Out of disasters in Russia and China, a bloom of compassion
Russian volunteers rushed to the city of Krymsk after its July 7 flood, just as Chinese gave generously after a 2008 earthquake. Heartfelt, organized charity isn't easy for authoritarian regimes to tolerate.
Alexander Zemlianichenko/AP Photo
A massive flood on July 7 in the Russian city of Krymsk killed more than 170 people. Yet the event could be remembered as more than a tragedy. It also triggered an unusual outpouring of compassion among ordinary Russians.
Thousands of young people organized quickly through the Internet and traveled 700 miles south of Moscow to volunteer in the relief and recovery efforts for the city. They not only helped the government’s response but also may have set a precedent for grass-roots giving in a country in which the government keeps a heavy hand on private groups.
The charitable response to the flood reflects a rising distrust of the authoritarian regime of Vladimir Putin and a concern for the government’s ability to keep people safe. “It’s a new story for everyone – for society to help society to solve problems, without any contribution from the government,” Moscow activist Alyona Popova told The New York Times.
The not-so-random act of charity had a strong similarity to an outpouring of empathy in China after a 2008 earthquake in Sichuan Province. That disaster left 87,000 dead, many of them children crushed by badly built government schools. Private donations amounted to some $1.5 billion.
Since then, a recognition has come slowly by China’s ruling Communist Party that private charities – including officially approved religious groups – may have a larger role to play in society.
“China still needs to cultivate the nation’s awareness of philanthropy and set up a more complete system to develop the cause,” said Minister of Civil Affairs Li Liguo in March.
In Guangdong, a province that often tests political experiments, new rules began this month to make it easier for nonprofit social groups – other than those involved with politics and human rights – to organize. Religious-based Chinese charities are also being allowed to expand – but with bans on foreign donations and on proselytizing. A number of Christian groups have been permitted to launch care centers for seniors, a rising need in an aging society.
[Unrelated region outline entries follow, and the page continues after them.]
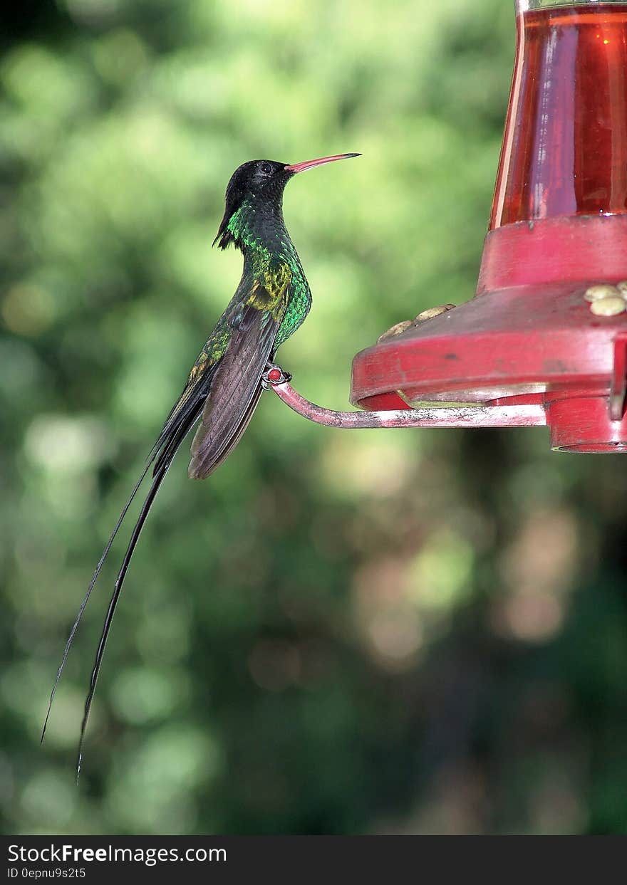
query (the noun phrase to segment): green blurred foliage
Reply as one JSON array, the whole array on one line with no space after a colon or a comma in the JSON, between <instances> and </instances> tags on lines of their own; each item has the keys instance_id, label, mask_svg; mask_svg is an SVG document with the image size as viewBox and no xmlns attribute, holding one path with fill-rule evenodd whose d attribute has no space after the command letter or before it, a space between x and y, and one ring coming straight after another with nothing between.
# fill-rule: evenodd
<instances>
[{"instance_id":1,"label":"green blurred foliage","mask_svg":"<svg viewBox=\"0 0 627 885\"><path fill-rule=\"evenodd\" d=\"M27 0L0 85L3 704L11 833L610 833L627 822L627 480L543 430L311 425L272 396L208 482L175 462L73 766L116 545L95 562L238 280L230 173L288 188L314 292L281 362L351 359L472 295L507 0Z\"/></svg>"}]
</instances>

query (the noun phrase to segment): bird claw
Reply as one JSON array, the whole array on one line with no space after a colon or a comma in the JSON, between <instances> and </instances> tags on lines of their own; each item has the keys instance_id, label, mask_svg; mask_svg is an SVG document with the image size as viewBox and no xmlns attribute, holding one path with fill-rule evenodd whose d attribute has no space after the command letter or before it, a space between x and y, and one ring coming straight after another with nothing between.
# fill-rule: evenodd
<instances>
[{"instance_id":1,"label":"bird claw","mask_svg":"<svg viewBox=\"0 0 627 885\"><path fill-rule=\"evenodd\" d=\"M268 363L263 374L261 375L261 387L264 390L275 387L277 384L286 384L291 381L289 372L283 372L280 366L275 363Z\"/></svg>"}]
</instances>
In large part, this loosening of controls on private charity reflects the party’s recognition that an unelected government with a giant bureaucracy isn’t always able to respond well to disasters.
As in Russia and other countries with strong controls, China is steadily finding it must work with the natural empathy of the people. This requires more liberty and trust than the party has allowed in the past.
In April, the government sent a large group of officials and academics to the United States to study the American way of private charity and philanthropy. The huge amount of giving in the US was difficult for them to comprehend. The Chinese conflate government and charity.
The Communist Party has begun to look to Western concepts of love, or a “loving heart,” as a way to build up a rising distrust in society, according to Gerda Wielander of the University of Westminster in London. “Love is very much on the public agenda,” she writes in The China Journal.
If Russia were to follow China’s lead, it would start to encourage rather than suppress organized groups involved in giving. The heartfelt response to the Krymsk flood victims shows what the masses really seek – an opportunity to give.